らんまるさま、コメントありがとうございます。

最近、見覚えのある佐久の城砦が続き、懐かしく拝見しております。

あの頃は父も健勝だったな、と思いつつ、変わること無い信州の城を楽しませてもらっていますv-8

マサハレ #- | URL | 2013/07/19 23:04 * edit *

Re:マサハレ様へ

戦国時代の佐久は武田に蹂躙された悲しい過去を持っていますが、義仲さん時代には輝いていました。
しばらく佐久編が続きますが、ご愛顧お願いします。

らんまる #- | URL | 2013/07/20 06:34 * edit *

残っていたのですね!

らんまる様 お邪魔させて頂きます。

 この城は私も随分と前に探しました。

 諏訪神社に立ち、良くわからないな~と立ち去ったことを思い出しました。

 神社の近くに残存していたのですね。

 このレポートのおかげで、長年のもやもやが晴れスッキリした気分になれました。

 ありがとうございました。

武蔵の五遁 #- | URL | 2013/07/20 07:43 * edit *

Re:武蔵の五遁様へ

そうでしたか、お役に立てて何よりです(笑)

ここが居館跡だ、と云われればそうなんでしょうね。なんせ1000年前の話ですから・・・(汗)
貴殿の記事も毎日読んでおります。このクソ暑いのに精力的に踏査されておりますなあー。コメントも入れず読み逃げばかりですが、ご勘弁下さい。

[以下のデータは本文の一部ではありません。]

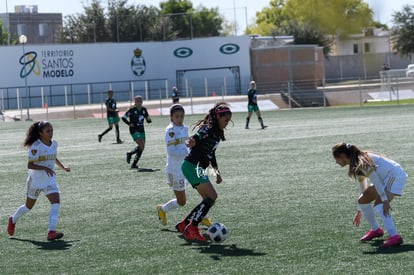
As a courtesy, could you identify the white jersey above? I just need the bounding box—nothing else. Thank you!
[365,153,407,200]
[28,139,58,188]
[165,122,188,175]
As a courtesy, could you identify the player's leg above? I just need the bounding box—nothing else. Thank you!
[115,122,122,144]
[255,107,267,129]
[358,185,384,242]
[183,182,217,242]
[131,137,145,168]
[46,192,63,241]
[244,109,253,129]
[157,173,186,225]
[375,178,406,247]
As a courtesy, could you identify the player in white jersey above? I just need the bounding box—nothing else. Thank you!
[7,121,70,241]
[332,143,407,248]
[157,104,211,226]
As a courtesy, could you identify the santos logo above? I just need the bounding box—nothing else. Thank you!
[19,50,74,78]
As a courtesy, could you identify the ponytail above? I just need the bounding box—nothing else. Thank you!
[332,143,375,179]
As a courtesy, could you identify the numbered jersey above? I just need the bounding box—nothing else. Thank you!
[28,139,58,188]
[165,122,188,173]
[124,106,149,133]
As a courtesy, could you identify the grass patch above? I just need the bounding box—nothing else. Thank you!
[0,105,414,274]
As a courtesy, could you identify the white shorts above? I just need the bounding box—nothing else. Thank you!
[26,176,60,200]
[167,173,188,191]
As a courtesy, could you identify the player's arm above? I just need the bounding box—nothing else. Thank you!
[122,111,131,126]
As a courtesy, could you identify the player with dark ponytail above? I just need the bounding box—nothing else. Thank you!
[332,143,407,247]
[176,102,232,242]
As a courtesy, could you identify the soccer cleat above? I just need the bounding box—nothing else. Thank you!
[183,223,208,243]
[381,235,403,248]
[127,152,132,164]
[7,216,16,236]
[360,227,384,242]
[175,219,187,233]
[157,205,167,225]
[47,231,63,241]
[200,217,213,227]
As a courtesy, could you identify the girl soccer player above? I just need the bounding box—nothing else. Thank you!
[332,143,407,247]
[176,103,232,242]
[7,121,70,241]
[122,95,151,169]
[157,104,188,225]
[157,104,211,229]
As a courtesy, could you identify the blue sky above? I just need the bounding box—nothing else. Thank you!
[4,0,413,33]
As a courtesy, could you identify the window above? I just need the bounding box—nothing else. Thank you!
[17,24,27,36]
[354,44,358,54]
[39,24,47,36]
[364,43,371,53]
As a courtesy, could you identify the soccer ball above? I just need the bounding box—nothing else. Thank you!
[207,222,229,243]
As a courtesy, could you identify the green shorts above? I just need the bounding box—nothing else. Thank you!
[131,132,145,141]
[181,160,210,187]
[106,116,119,124]
[247,104,259,113]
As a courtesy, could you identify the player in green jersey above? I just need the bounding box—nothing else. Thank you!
[98,90,122,144]
[176,102,232,242]
[122,95,151,169]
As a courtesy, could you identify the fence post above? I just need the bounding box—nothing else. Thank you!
[204,77,208,97]
[358,78,362,107]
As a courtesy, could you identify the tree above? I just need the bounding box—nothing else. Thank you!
[391,5,414,56]
[252,0,374,35]
[59,0,110,43]
[280,21,333,58]
[160,0,224,39]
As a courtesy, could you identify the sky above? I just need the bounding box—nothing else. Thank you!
[0,0,413,34]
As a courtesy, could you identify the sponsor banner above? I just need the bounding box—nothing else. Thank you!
[0,36,250,88]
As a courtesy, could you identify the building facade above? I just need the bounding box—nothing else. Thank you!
[0,5,62,44]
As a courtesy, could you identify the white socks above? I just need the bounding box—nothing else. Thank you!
[358,203,379,230]
[161,199,179,212]
[12,204,30,223]
[375,203,398,237]
[49,203,60,231]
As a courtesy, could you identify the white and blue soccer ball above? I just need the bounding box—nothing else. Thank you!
[207,222,229,243]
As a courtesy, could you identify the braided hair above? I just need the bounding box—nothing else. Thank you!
[23,121,52,147]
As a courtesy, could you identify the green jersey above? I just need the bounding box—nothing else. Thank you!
[122,106,149,133]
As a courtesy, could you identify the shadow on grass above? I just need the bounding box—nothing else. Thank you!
[10,238,78,250]
[194,244,266,261]
[138,168,161,173]
[363,240,414,255]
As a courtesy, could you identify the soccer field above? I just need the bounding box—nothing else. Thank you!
[0,105,414,274]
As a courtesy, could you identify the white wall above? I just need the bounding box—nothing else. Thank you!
[0,36,251,88]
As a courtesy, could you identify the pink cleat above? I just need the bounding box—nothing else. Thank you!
[381,235,403,248]
[175,219,187,233]
[183,223,208,243]
[360,227,384,242]
[47,231,63,241]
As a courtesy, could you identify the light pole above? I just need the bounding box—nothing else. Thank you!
[19,34,31,120]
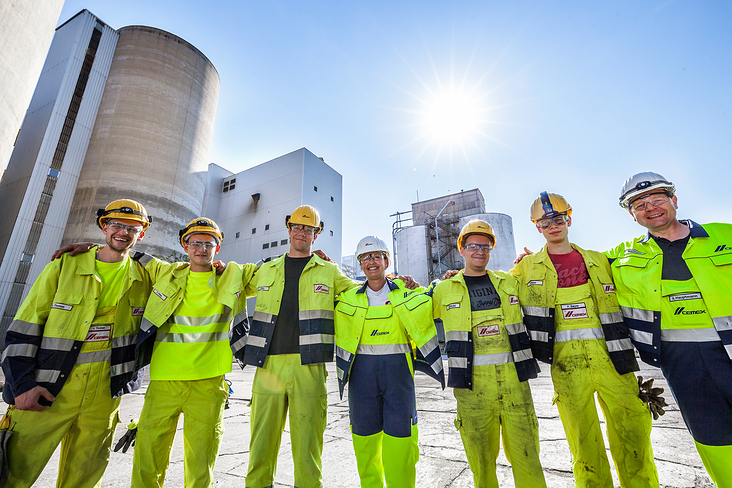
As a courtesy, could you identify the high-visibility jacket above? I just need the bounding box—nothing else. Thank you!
[2,248,150,405]
[135,253,257,372]
[335,278,445,397]
[607,220,732,366]
[236,254,358,367]
[430,270,538,390]
[511,244,640,374]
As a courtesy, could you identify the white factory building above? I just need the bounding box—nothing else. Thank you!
[392,188,516,283]
[202,148,343,263]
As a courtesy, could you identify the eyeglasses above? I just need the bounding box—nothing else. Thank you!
[290,224,315,236]
[107,222,142,236]
[630,193,670,212]
[536,214,567,229]
[188,241,216,252]
[358,253,384,263]
[465,244,493,252]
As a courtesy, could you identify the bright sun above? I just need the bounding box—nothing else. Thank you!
[423,90,483,145]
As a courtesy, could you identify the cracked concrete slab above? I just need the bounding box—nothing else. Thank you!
[7,363,714,488]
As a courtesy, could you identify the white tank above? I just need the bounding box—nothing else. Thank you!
[63,26,219,257]
[0,0,64,175]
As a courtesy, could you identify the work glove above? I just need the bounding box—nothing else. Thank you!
[224,378,234,410]
[638,376,668,420]
[114,420,137,452]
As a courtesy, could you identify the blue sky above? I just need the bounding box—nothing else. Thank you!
[60,0,732,266]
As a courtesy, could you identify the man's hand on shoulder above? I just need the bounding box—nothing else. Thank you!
[313,249,337,264]
[394,275,419,290]
[51,242,96,261]
[15,386,56,412]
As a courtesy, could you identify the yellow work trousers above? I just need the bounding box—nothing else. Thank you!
[5,361,120,488]
[132,375,229,488]
[551,339,658,488]
[454,363,546,488]
[245,354,328,488]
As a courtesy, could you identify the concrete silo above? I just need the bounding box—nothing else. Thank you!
[63,26,219,256]
[0,0,64,175]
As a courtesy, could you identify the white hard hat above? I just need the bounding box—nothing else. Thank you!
[620,171,676,209]
[356,236,391,260]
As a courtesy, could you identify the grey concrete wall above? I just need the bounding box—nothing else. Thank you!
[0,0,64,175]
[63,26,219,256]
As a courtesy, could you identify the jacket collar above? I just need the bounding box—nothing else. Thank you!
[356,278,399,294]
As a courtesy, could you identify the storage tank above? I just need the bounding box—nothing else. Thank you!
[63,26,219,257]
[0,0,64,176]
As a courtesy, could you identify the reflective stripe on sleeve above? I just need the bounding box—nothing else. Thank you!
[300,334,335,346]
[155,331,229,344]
[356,344,412,356]
[8,320,42,336]
[473,352,513,366]
[620,307,653,324]
[521,305,551,317]
[0,344,38,361]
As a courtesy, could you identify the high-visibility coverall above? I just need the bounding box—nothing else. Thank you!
[607,220,732,488]
[432,270,546,488]
[511,244,658,488]
[132,255,257,488]
[2,252,150,488]
[335,279,445,488]
[231,255,357,488]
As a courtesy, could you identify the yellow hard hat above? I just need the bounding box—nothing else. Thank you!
[97,199,152,231]
[458,219,496,251]
[178,217,224,246]
[285,205,325,234]
[529,191,572,223]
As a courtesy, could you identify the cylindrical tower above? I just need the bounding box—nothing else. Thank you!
[0,0,64,176]
[63,26,219,256]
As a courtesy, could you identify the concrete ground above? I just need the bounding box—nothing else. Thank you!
[11,363,714,488]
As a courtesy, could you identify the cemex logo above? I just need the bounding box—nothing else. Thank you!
[674,307,707,315]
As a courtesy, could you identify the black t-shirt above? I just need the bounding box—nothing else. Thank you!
[463,274,501,312]
[653,236,692,281]
[267,255,312,355]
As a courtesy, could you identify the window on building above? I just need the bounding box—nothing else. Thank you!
[223,178,236,193]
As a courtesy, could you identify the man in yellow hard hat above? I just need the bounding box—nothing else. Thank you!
[2,200,152,488]
[432,220,546,488]
[232,205,357,488]
[608,172,732,488]
[511,192,658,488]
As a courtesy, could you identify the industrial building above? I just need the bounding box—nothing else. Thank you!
[0,10,219,340]
[203,148,344,271]
[0,0,64,177]
[392,188,516,283]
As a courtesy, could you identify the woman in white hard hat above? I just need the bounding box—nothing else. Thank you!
[335,236,445,488]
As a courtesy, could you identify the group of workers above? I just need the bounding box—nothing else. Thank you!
[0,172,732,488]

小生は忘れ物を捜すかの如く、しばらくの間は佐久編が続きますがご容赦ください(爆)

らんまる #- | URL | 2013/07/20 08:09 * edit *

なるほど

こんばんは、戦国期に北信濃で活躍した武将達は佐久周辺で勢力をもっていた
氏族達の末裔だったんですね。。。知りませんでした。

木曽義仲の滅亡に伴い勢力を失い、また武田信玄の侵攻により滅亡。。。
時代は繰り返されるにしても悲運な一族達ですね。

ていぴす #- | URL | 2013/07/20 23:28 * edit *

Re:ていぴす様へ

落合さんが根井氏一族だったとすれば滋野系望月氏に辿り着くので、牧場経営の滋野三家の勢いは当時物凄かったのでしょうね。

「叛く佐久を殺せば、草木も武田に叛くでしょう」新田次郎の小説「武田信玄」に出てくる横田備中守が晴信に諫言するセリフです。
佐久の土豪たちが武田滅亡後に徳川方の依田信蕃に抗戦したのも、依田が武田方の将だった為とも云われています。